We will cover the following topics in this tutorial:
- [Graphs vs. Traditional RDBMS](##Graphs vs. Traditional RDBMS)
- [About Neo4j](##About Neo4j)
- [Setting Up Neo4j](##Setting Up Neo4j)
- [Nodes, Relationships, and Properties](##Nodes, Relationships, and Properties)
- [Cypher Queries](##Cypher Queries)
- [Application: Recommender System](##Application: Recommender System)
- [References and Further Resources](##References and Further Resources)

## Graphs vs. Traditional RDBMS

Graph databases allow users to build models that map more closely to their problem domain increasing flexibility, performance, and convenience.

#### Conveniance
Relational databases are used to store highly structured data. This rigid schema, works well when data is tabular. Unstructured data however, requires a large amount of preprocessing since users must manipulate their data (sometimes in an unnatural way) to fit into a relational databases space.

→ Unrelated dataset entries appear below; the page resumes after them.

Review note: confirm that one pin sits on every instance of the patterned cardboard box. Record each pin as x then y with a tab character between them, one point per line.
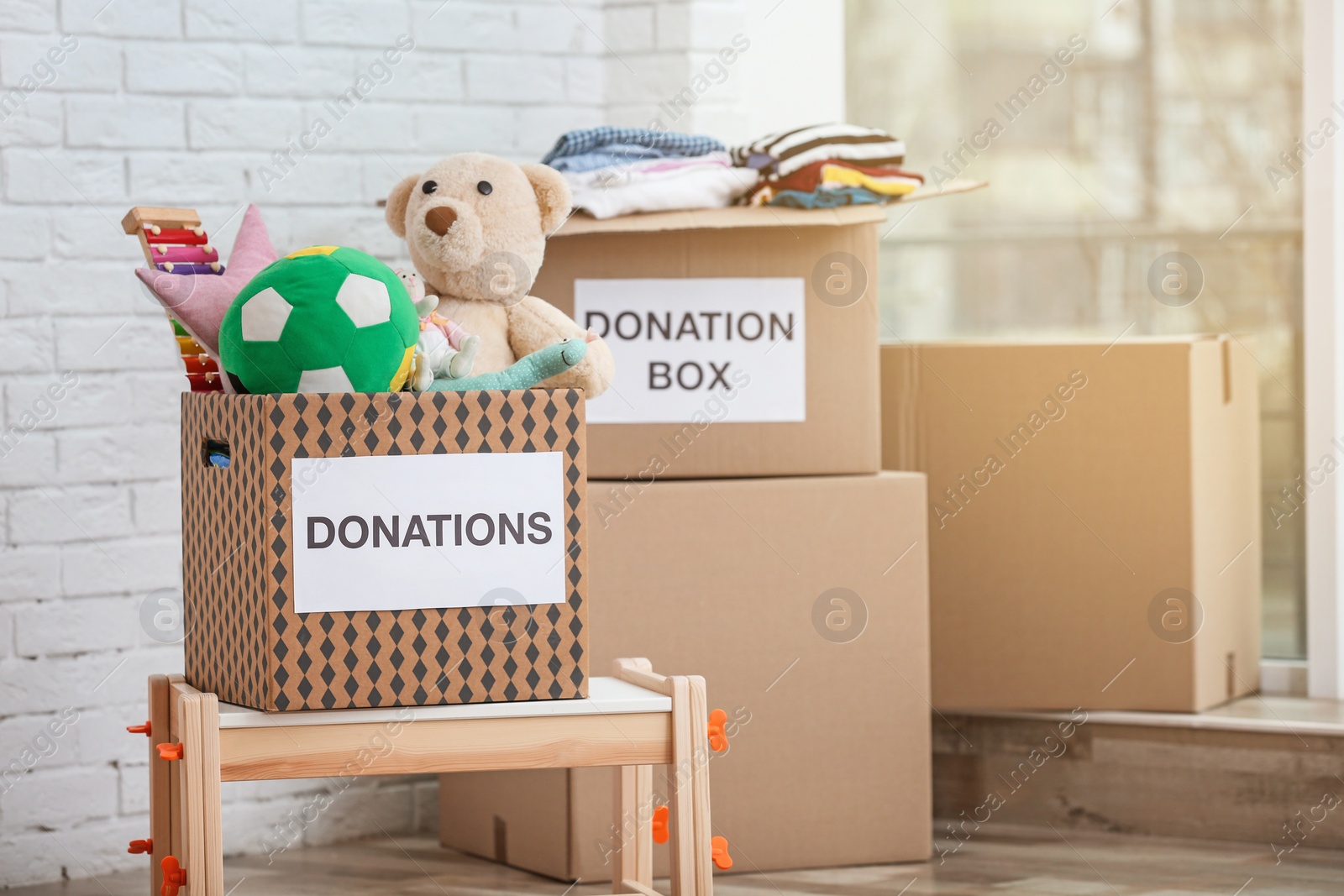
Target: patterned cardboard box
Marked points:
244	638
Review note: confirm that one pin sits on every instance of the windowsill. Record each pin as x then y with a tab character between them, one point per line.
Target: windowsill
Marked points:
1254	714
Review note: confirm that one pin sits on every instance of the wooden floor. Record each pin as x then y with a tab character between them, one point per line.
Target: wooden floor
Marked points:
1001	862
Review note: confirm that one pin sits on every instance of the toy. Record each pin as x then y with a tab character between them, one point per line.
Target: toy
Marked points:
476	230
326	318
635	720
444	348
194	300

When working with data that is highly connective, relational databases must match primary keys and foreign keys through joins to produce results. On the other hand graph databases allow the user to directly pattern match on relationships in a query.

#### Performance
Beyond storing and querying data in a more natural way, graph databases also improve performance by several order of magnitude for intensive data relationship handling. As the depth of queries (with relationships) increases, the performance of relational database degrades, while the performance of a graph database remains constant.

#### Flexibility
Expanding a data model to meet changing business needs is also more seamless with graphs because of the ease in which new entities (nodes) and connections can be added. 

## About Neo4j

Throughout this tutorial we will be using the most popular graph databse platform, Neo4j. Neo4j is a free, open source graph database.

## Setting Up Neo4j

Download Neo4j Community Edition from this link: https://neo4j.com/download/other-releases/#releases

-Once you have Neo4j downloaded onto your Desktop, launch the application.

-Once the application is launched, a pop-up window will appear. 

-Clik the options button and edit the configuration file. 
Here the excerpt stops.